Workforce magazine’s September issue features an enormous story on HR blogging that feels…like it should have been written in 2005.
Blogging is great! It educates! It breaks news! Oh god, but gossip and scandal and controversy and conflicts of interest—opinions are being passed off as fact and commenters are flinging anonymous accusations and it’s SO HORRIBLE OUT THERE OH GOD.
Come on, guys.
There are quite a few good HR blogs out there. We’ve linked to them, read them, and cited them in the past. But the rest of the industry appears a bit, er, behind.
Relatedly, Steve Boese, guestblogging at Fistful of Talent, writes today on the tech-savvy (or lack of it) of HR students: most think of “technology” as “a problem for IT to fix” not “a tool to use in my job.” (No, blogging is not the be all and end all of technology, but it’s one aspect of such.)

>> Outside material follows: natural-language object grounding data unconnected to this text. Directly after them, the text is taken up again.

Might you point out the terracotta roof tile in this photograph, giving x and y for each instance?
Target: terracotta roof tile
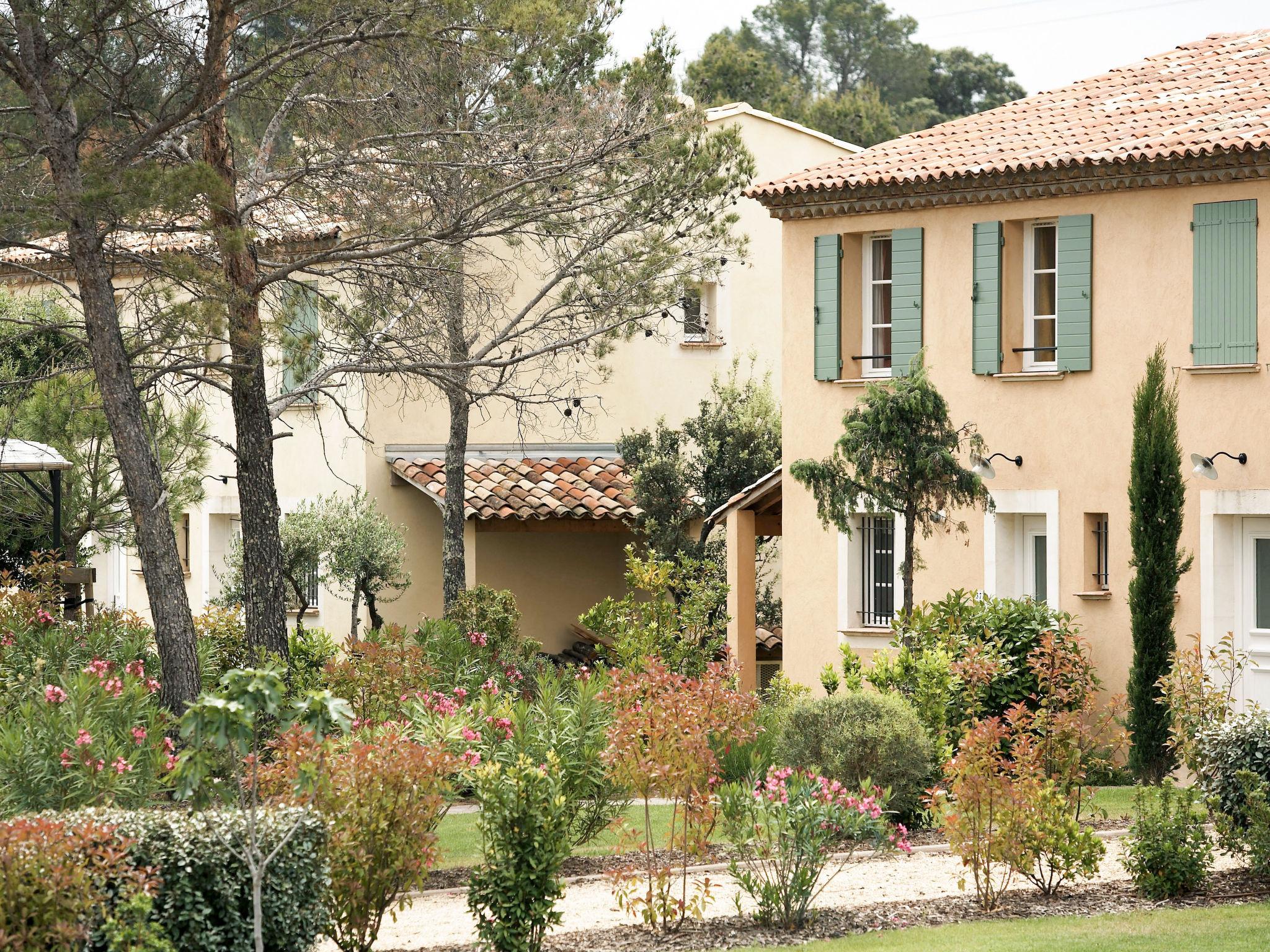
(533, 489)
(1207, 97)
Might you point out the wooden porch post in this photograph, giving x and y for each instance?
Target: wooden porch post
(741, 594)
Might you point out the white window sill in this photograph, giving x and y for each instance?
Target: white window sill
(1104, 596)
(861, 381)
(1030, 375)
(1223, 368)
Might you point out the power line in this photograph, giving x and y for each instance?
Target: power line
(1057, 19)
(980, 9)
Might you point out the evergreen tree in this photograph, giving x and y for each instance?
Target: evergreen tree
(1156, 499)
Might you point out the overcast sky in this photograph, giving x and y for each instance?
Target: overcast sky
(1047, 43)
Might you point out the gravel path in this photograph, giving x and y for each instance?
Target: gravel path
(441, 918)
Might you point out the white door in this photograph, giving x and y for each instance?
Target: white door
(1036, 559)
(1254, 635)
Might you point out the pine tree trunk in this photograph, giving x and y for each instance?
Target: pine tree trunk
(121, 402)
(263, 593)
(454, 563)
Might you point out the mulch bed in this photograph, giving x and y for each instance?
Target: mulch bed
(1232, 886)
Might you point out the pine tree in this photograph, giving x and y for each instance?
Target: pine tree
(1157, 495)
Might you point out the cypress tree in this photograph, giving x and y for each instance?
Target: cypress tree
(1157, 494)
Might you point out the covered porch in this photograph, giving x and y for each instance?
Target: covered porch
(752, 513)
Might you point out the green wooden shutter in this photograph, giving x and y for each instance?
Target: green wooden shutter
(300, 338)
(828, 309)
(986, 299)
(906, 299)
(1226, 282)
(1075, 259)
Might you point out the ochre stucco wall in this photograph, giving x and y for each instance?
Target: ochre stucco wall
(1073, 433)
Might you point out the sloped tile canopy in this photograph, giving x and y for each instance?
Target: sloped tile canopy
(559, 488)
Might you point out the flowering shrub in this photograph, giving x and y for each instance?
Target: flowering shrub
(786, 828)
(81, 721)
(659, 744)
(383, 798)
(59, 879)
(525, 834)
(1168, 851)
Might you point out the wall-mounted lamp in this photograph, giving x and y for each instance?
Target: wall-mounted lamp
(1204, 464)
(982, 467)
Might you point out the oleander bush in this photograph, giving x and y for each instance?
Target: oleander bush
(863, 738)
(81, 721)
(788, 827)
(1228, 748)
(525, 837)
(1168, 851)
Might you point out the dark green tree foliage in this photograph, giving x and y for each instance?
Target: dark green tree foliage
(1157, 496)
(898, 454)
(848, 68)
(686, 474)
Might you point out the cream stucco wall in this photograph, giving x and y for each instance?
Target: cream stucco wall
(1073, 433)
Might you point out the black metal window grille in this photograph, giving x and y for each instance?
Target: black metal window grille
(877, 569)
(1100, 550)
(309, 583)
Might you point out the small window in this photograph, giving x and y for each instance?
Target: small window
(1096, 551)
(876, 324)
(309, 583)
(1041, 296)
(699, 312)
(183, 542)
(877, 570)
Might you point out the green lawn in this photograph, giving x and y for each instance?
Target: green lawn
(460, 840)
(1214, 930)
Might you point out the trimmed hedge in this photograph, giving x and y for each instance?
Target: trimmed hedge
(859, 736)
(205, 902)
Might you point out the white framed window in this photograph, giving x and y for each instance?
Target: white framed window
(700, 306)
(876, 306)
(870, 562)
(1041, 296)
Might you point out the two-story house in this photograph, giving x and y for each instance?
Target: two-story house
(549, 511)
(1039, 252)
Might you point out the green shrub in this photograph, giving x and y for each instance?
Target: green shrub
(58, 878)
(492, 612)
(1225, 751)
(1168, 851)
(1251, 837)
(525, 833)
(205, 899)
(859, 736)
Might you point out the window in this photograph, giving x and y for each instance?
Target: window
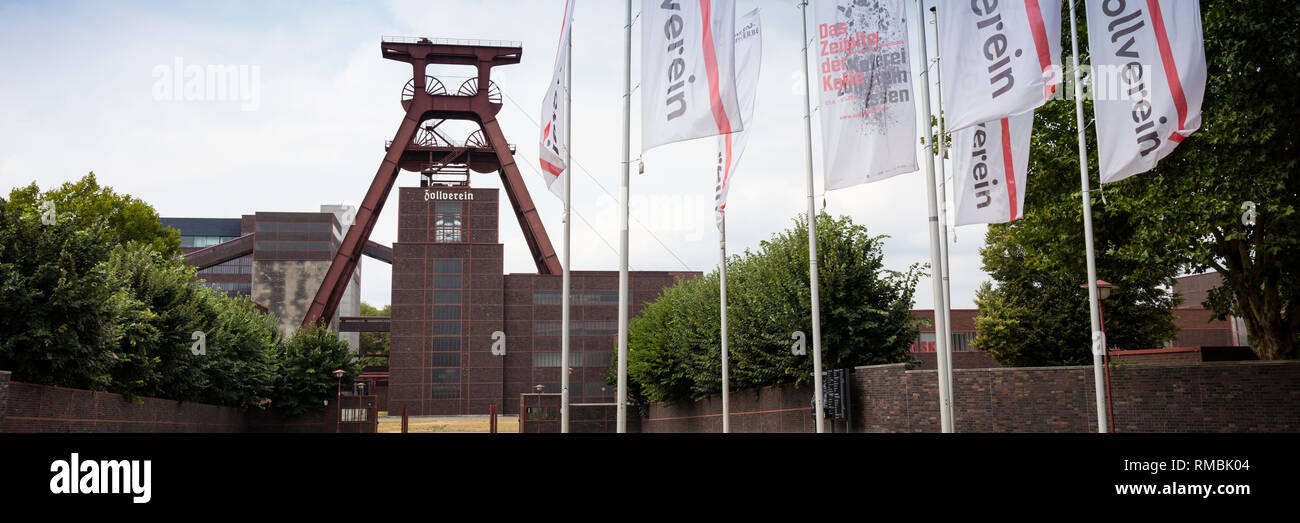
(446, 297)
(447, 223)
(446, 312)
(445, 359)
(445, 345)
(443, 392)
(445, 376)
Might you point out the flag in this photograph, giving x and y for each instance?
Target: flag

In the emerging social media space, HR leaders and HR Professors who blog, tweet, or otherwise are heavily engaged are seen as (still) almost revolutionary. I recently co-presented on innovation in the classroom to a large faculty group and only two out of about eighty professors in the audience admitted to using Twitter. But still, even being a Twitter person doesn’t make you a ‘tech’ person, although it does at least show an awareness and curiosity of this phenomenon.
If you can handle Twitter and a blog, maybe you’ll try some CSS next. And then maybe you’ll look into making Excel more efficient. And then maybe you can test out that new talent management system.
Tech savvy isn’t just a set of skills, we think—it’s a mindset. And the mindset that treats blogging as a new, exciting, revolutionary scary minefield is the same mindset that isn’t willing to try new things or poke stuff to see if it breaks. Is that what we need?